One of the most important parts of a computer is the Central Processing Unit (CPU). In a spider web of electronic highways from and to other parts of the computer the CPU carries out all kinds of instructions. The real CPU is a very small piece of silicon referred to as the core which is embedded in a larger casing we call the CPU. Very thin wires attached to the core connect to larger pins on the packaging. And finally, the pins on the packaging interface with the motherboard through a Socket.

The first CPU's, like the 8080, 8085, 8086 and 8088 had a packaging called DIP, Dual In Line Package. The Socket for this type of packaging is called DIL, Dual In Line. Compared to todays Sockets the DIL looks very basic. To insert the CPU it had to be placed on the Socket and then pressed into it. Much like, for example a graphics card in an AGP slot. There were only 40 pins, but quite some force was already needed to press the CPU into the socket.

When the 80286 came, the packaging was changed to the Pin Grid Array, PGA. This packaging type was also used for the 80386. The CPU still had to be placed on the socket and then pressed into it. With the 132 pins of the 386 this was a though and potentially dangerous job, 132 pins gave quite some resistance before slipping into the socket. Bending pins was not unusual even breaking pins off was possible!

In 1989 Intel introduced the 486, this CPU had even more pins than a 386 and it was clear the socket had to change. There had to be a way to install a CPU safely into a socket, no more bent or broken pins! The result of the search was the ZIF socket, Zero Insertion Force Socket. This Socket has three parts, the first part is soldered on the motherboard and has the connectors for the pins of the CPU. The second part moves over the first part, it will hold the CPU in its place and is connected to the third part, a lever. Place the CPU in the socket, then push the lever down. The second part will push the pins firmly against the contacts of the first part et voila! Almost without force the CPU can connect with the motherboard.

From the 486 on, all sockets had a name and what better way than to start with the number 1. The first Socket for the 486 was the SOCKET 1.

After the 486 came the Pentium. The first version which ran at speeds of 60 and 66MHz used the Socket 4. The ZIF construction was of course used, how else could a 273 pin CPU be installed?

Developments in the CPU business go fast and when Intel worked on their next generation CPU, a new socket was designed. The Pentium Pro was introduced in 1995 and used the Socket 8. This CPU was big, bigger than any CPU Intel had designed until then. The Pentium Pro had the core and secondary cache integrated into one package.

After the Pentium came the Pentium II, the CPU that would be the king of performance. In order to have the best performance of all CPU at that time large amounts of cache was needed. Intel had planned to include the secondary cache into the CPU core, but production techniques at the time were not advanced enough to do this reliably and cost effective. Another solution had to be found and Intel came up with this idea : Put the CPU package on a small PCB together with some cache chips and use the PCB to interface with the motherboard! Slot 1 was born, best described as a ridge with a total of 242 contact points where the Pentium II package had to be pushed into. No Zero insertion force with a Slot interface!. The Server market was not forgotten by Intel and the Xeon, a server CPU, used Slot 2.

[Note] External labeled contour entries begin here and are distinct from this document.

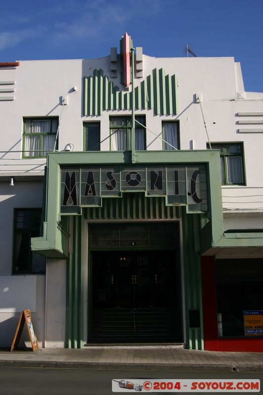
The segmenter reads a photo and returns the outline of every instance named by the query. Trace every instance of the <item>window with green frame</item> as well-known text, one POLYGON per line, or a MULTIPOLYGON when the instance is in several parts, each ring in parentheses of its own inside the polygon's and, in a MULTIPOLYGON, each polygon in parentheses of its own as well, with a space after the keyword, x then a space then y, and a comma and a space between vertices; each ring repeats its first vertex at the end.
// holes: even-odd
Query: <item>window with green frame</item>
MULTIPOLYGON (((212 143, 212 150, 219 150, 223 185, 244 185, 244 150, 242 143, 212 143)), ((209 148, 207 144, 207 148, 209 148)))
POLYGON ((100 124, 99 122, 85 122, 83 123, 84 150, 100 150, 100 124))
MULTIPOLYGON (((145 117, 135 117, 144 126, 145 117)), ((125 151, 131 149, 131 117, 110 117, 110 133, 111 150, 113 151, 125 151)), ((135 121, 135 149, 144 151, 146 147, 146 129, 135 121)))
POLYGON ((178 121, 163 122, 162 129, 162 138, 164 140, 163 141, 163 150, 164 151, 179 150, 179 127, 178 121))
POLYGON ((58 118, 24 118, 23 122, 23 157, 45 157, 46 152, 54 148, 58 118))
POLYGON ((45 273, 45 258, 31 251, 31 237, 39 236, 41 208, 14 210, 13 262, 14 274, 45 273))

Production techniques developed further and by the time Intel was ready to introduce their next generation Pentium III it was possible to include the secondary cache onto the core.
The Slot 1-2 solution was not necessary anymore and the Socket was reinstated.

But what about AMD? They have their own line of CPU´s, what sort of sockets did they use? AMD used the Socket 7 for a long time, the K6, K6-2 and K6-3 all used it. But with the CPU after the K6 family, the K7 also known as the Athlon (Classic), AMD introduced their own Slot interface. AMD ran into the same problems as Intel with the secondary cache and used the same solution, put the CPU and the secondary cach on a PCB. The Athlon used Slot A which was a reversed Slot 1 with 242 contact points.

After some time AMD´s production facilities were able to include the secondary cache onto the core and AMD switched back to the Socket. After all it is cheaper to manufacture a CPU than a CPU and some cache on a PCB. AMD used Socket A with 453 pins for their socket Athlons.

Next generation CPU´s from AMD and Intel like the Opteron and Itanium will use new sockets with more pins for increased speed and performance. It looks like the socket will be used for some time to come but developments won´t stop and who knows, maybe we will see a return of the Slot!